Mounk took the angle that not only were journalists driving readers away, they were driving their supposed friends in the Democratic Party into an electoral ditch, thanks to “the aspiration of many journalists to save democracy” which, he argued, “has not just proven counterproductive because it drove a big part of their readership away from mainstream outlets, but “deprived Democrats of key facts they would have needed to make good strategic decisions[.]”

He added that this “ironically, has helped to strengthen the very political forces that the journalists who were self-consciously striving to preserve democracy were trying to contain.”

How? For one, by sweeping President Biden’s obvious cognitive struggles under the rug.

As it happens, the reluctance to level with readers ultimately accomplished the opposite of what was intended. It allowed Biden to stay in the race long enough to make the entire Democratic establishment complicit in covering up the true state of his mental health.
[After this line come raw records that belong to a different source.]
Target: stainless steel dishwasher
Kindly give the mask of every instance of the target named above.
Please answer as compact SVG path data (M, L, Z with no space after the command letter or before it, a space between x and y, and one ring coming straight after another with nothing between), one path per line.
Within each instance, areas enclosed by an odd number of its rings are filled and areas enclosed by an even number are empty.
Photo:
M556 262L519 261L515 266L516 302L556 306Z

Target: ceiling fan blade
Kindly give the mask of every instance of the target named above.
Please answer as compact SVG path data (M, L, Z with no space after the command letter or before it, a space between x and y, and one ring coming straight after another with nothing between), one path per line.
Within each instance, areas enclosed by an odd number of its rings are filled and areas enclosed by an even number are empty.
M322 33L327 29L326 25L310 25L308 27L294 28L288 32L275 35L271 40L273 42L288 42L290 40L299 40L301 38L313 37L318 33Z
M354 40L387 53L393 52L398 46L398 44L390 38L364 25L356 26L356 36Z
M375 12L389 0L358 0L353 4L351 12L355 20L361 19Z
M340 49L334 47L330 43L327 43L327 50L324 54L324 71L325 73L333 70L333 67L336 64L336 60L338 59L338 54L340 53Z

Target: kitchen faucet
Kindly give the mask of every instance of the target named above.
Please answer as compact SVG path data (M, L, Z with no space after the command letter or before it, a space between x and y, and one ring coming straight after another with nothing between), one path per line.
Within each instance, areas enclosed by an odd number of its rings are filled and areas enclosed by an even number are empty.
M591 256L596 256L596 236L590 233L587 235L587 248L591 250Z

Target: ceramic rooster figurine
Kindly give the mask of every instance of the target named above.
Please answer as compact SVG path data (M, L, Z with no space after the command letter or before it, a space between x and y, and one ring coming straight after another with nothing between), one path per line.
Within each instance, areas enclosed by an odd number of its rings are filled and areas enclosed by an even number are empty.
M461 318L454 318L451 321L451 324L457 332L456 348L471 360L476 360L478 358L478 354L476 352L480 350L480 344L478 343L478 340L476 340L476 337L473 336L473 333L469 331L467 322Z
And it made it virtually impossible to stage an open primary to choose his successor.

Mounk described the bubble of (yes) “elite misinformation” journalists erected to shield Biden but which left Democrats driving blind, leaving “palpable” “irony” with journalists being “careful not to emphasize facts which might make it harder for Democrats to beat Trump.”

He continued:

But at each step, this created a bubble of “elite misinformation” that made it impossible for Democrats to make the hard strategic choices they needed to win the election….

Mounk got in some well-deserved hits on the media’s hypocritical outrage over right-wing “misinformation”:

If you were a faithful reader of The New York Times or a frequent listener of NPR, you were less likely than the average American citizen to believe that Biden was suffering from serious mental decline or that Harris was an unpopular politician with a steeply uphill path towards winning the presidential election.